In ottemperanza alle normative nazionali in materia di tutela ambientale, gli stabilizzanti a base di zinco e calcio hanno gradualmente sostituito quelli a base di sali di piombo e sono ampiamente utilizzati nella produzione e lavorazione di prodotti in PVC come lastre, tubi, tubi corrugati, profilati, raccordi, fili e cavi. Sebbene gli stabilizzanti a base di zinco e calcio siano ecocompatibili ed economici, è comunque necessario acquisire alcune competenze specifiche per un utilizzo ottimale e ottenere risultati migliori con il minimo sforzo.

1. Confermare la natura ecologica e rispettosa dell'ambiente della formula dello stabilizzante di calcio e zinco: è necessario verificare che il contenuto di metalli pesanti (piombo, cadmio, stagno, bario) soddisfi i requisiti del prodotto e sia conforme alle nuove normative nazionali.

2. Gli stabilizzanti a base di zinco e calcio hanno un forte effetto lubrificante interno e richiedono l'aggiunta di una maggiore quantità di lubrificanti esterni.

3. La stabilità termica degli stabilizzanti di zinco-calcio è inferiore a quella dei sali di piombo, con un intervallo di lavorazione più ristretto e maggiori requisiti di controllo.

4. Prestare attenzione al ciclo di pulizia durante il processo operativo.
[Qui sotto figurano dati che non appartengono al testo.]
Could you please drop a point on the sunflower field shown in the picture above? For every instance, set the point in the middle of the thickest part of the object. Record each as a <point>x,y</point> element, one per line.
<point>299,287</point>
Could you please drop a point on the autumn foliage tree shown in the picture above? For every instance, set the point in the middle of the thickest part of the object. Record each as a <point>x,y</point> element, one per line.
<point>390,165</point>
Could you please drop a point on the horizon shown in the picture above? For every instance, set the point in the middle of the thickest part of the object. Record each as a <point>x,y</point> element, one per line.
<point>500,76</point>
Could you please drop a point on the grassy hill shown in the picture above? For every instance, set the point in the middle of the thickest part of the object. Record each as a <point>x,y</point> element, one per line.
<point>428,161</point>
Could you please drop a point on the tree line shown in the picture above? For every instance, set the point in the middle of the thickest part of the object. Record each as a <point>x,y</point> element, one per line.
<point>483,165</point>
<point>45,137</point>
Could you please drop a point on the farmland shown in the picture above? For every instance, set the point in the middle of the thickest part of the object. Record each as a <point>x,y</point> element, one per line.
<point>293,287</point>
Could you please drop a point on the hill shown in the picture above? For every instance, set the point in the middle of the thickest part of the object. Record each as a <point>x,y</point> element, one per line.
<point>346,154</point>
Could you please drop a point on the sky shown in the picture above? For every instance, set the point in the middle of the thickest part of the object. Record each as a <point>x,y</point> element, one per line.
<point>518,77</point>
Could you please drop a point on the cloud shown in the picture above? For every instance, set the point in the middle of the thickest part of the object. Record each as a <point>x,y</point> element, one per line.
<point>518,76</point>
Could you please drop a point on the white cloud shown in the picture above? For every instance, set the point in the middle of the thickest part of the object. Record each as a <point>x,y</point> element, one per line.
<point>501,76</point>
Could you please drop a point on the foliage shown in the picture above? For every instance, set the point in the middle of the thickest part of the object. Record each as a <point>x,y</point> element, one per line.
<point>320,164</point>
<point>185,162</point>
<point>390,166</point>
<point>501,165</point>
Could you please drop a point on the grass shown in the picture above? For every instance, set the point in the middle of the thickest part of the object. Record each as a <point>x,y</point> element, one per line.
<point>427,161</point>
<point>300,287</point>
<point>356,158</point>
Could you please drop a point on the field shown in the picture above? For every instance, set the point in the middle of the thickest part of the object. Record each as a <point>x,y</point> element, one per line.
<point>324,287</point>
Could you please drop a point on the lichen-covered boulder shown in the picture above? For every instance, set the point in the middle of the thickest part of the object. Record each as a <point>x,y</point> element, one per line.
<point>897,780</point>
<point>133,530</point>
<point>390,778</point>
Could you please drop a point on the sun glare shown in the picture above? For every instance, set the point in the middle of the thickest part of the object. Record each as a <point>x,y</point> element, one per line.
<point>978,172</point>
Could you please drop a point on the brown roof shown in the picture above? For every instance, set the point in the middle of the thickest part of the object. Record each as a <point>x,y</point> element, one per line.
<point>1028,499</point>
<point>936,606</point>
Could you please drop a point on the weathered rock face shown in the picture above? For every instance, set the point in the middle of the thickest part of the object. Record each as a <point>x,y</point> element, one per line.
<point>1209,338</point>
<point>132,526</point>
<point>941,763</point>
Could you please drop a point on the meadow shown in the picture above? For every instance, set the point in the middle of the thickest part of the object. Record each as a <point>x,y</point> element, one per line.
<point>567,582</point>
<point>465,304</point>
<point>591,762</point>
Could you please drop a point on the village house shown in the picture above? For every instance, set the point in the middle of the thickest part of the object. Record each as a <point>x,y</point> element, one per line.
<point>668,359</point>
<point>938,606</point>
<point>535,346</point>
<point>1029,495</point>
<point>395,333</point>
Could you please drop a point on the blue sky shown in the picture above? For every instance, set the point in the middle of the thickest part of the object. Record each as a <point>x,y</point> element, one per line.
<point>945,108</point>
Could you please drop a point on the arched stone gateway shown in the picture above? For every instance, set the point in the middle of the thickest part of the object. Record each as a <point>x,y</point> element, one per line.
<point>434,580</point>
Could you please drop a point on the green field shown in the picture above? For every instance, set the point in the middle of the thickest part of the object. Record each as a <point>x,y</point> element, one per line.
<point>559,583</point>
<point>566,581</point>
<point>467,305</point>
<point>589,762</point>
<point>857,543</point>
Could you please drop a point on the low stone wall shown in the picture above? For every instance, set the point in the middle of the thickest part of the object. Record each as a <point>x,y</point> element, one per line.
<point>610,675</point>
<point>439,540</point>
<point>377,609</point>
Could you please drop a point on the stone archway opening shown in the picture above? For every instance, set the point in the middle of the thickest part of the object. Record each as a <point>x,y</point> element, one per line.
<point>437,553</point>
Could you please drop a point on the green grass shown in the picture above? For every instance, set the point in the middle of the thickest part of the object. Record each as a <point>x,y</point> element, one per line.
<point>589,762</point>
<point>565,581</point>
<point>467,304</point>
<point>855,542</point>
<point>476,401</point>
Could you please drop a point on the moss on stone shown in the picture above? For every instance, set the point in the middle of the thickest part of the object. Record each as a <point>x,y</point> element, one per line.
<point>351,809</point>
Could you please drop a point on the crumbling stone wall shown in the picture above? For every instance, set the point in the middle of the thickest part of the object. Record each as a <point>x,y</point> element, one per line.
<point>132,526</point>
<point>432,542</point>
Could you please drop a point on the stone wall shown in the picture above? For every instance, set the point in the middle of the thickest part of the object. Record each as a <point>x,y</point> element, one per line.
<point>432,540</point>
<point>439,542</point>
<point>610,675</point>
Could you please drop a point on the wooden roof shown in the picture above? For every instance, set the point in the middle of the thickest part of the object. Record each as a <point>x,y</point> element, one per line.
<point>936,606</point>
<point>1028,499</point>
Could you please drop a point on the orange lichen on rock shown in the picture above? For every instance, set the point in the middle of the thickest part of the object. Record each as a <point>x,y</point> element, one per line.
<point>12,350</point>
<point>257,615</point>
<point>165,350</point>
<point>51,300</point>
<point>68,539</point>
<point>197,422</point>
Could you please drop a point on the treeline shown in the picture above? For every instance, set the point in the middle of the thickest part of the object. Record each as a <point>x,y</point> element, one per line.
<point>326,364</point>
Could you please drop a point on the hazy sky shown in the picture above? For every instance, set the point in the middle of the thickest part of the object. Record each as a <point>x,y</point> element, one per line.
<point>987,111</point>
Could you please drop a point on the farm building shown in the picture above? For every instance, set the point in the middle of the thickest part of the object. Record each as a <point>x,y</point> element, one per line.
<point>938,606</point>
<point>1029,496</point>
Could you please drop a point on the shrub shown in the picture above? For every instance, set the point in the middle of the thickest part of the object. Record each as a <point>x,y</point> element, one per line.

L'aggiunta di una grande quantità di lubrificante stabilizzante a base di zinco e calcio può facilmente portare a un aumento della precipitazione, influenzando così il ciclo di pulizia. Per la produzione su larga scala, l'impatto è maggiore ed è necessario selezionare rigorosamente le tipologie di stabilizzante. Se si tratta di uno stabilizzante prodotto internamente, è necessario combinarlo con cera PE o cera ossidata che abbia un buon effetto lubrificante nelle fasi intermedie e finali. Il controllo rigoroso del grado di vuoto può ridurre la precipitazione e prolungare il tempo di pulizia dello stampo.

5. La formula e il dosaggio appropriato di un buon stabilizzante hanno scarso effetto sull'aspetto, sulle proprietà del materiale e sulla resistenza all'invecchiamento del prodotto.